Re-enchanting Modernity: Sovereignty, Ritual Economy, and Indigenous Civil Society in Coastal China
UC Santa Barbara
Re-enchanting Modernity: Sovereignty, Ritual Economy, and Indigenous Civil Society in Coastal China. Based on fieldwork in rural southeast China, from 1991 to 2010. The book examines the resurgence of ritual and religious life in post-Mao China. Local residents have constructed alternative cultural discourses, social memories and organizations and ritual practices that diverge from the centralized state’s project of secular modernity.
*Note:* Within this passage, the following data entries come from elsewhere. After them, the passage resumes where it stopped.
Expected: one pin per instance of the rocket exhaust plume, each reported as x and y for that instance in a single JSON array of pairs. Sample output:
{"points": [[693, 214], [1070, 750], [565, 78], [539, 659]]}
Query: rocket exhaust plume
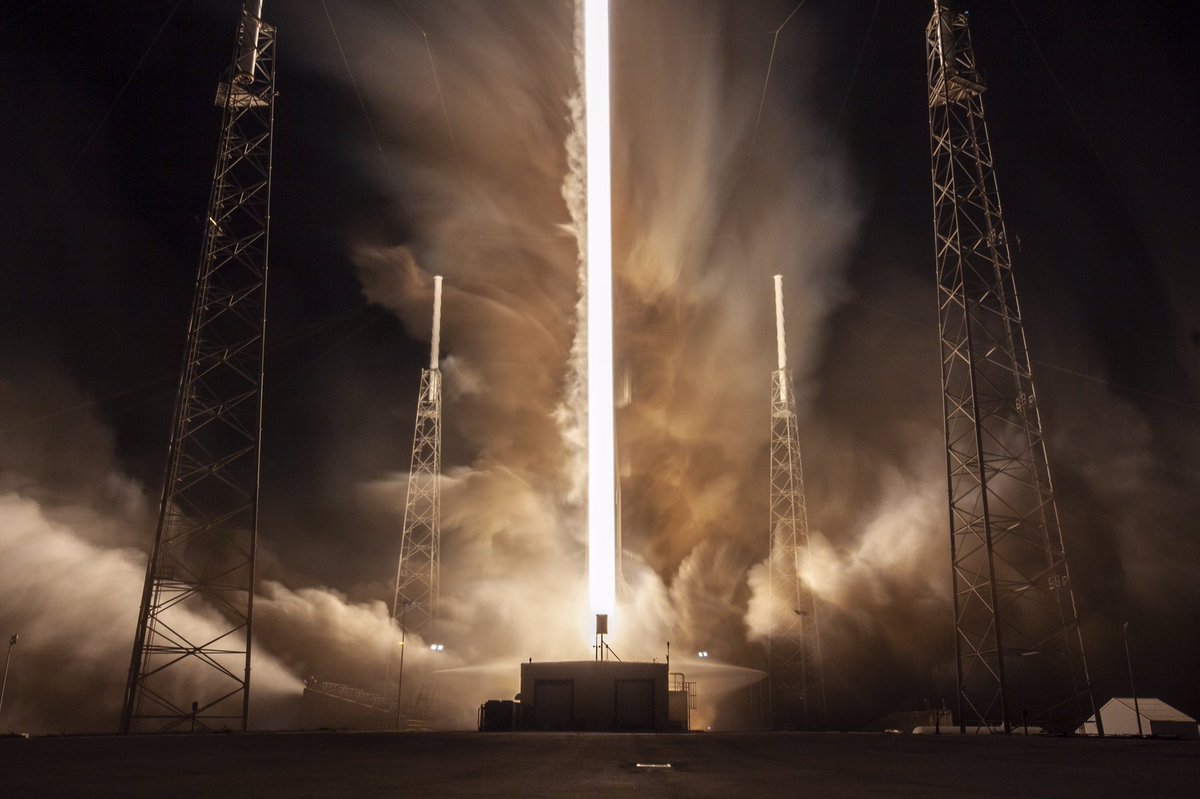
{"points": [[601, 462]]}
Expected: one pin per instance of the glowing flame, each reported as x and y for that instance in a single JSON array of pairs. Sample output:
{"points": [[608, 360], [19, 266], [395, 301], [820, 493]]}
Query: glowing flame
{"points": [[601, 468]]}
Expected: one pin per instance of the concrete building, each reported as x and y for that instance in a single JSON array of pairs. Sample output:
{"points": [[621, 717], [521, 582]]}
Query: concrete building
{"points": [[1157, 719], [594, 696]]}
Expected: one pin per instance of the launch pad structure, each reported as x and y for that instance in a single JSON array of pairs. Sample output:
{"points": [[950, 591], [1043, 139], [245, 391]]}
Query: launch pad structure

It investigate lineages and ancestor rituals, deity myths and temples, ritual processions, Daoist and Buddhist temples, Catholic and Protestant churches, funerals and community festivals, divination, geomancy, and shamanism. Taking theoretical inspiration from Georges Bataille, Deleuze & Guattari, Michel Foucault, Giorgio Agamben, Jurgen Habermas, Talal Asad, and Chinese writers past and present, it suggest that these resurgent religiosities show an engagement with an archaic but modernized “sovereign power” that is more important to understand in China than Foucault’s “governmentality,” which better describes the West. These practices contribute to the emergence of an indigenous civil society and their “ritual economy” often counter-balances state capitalism in China.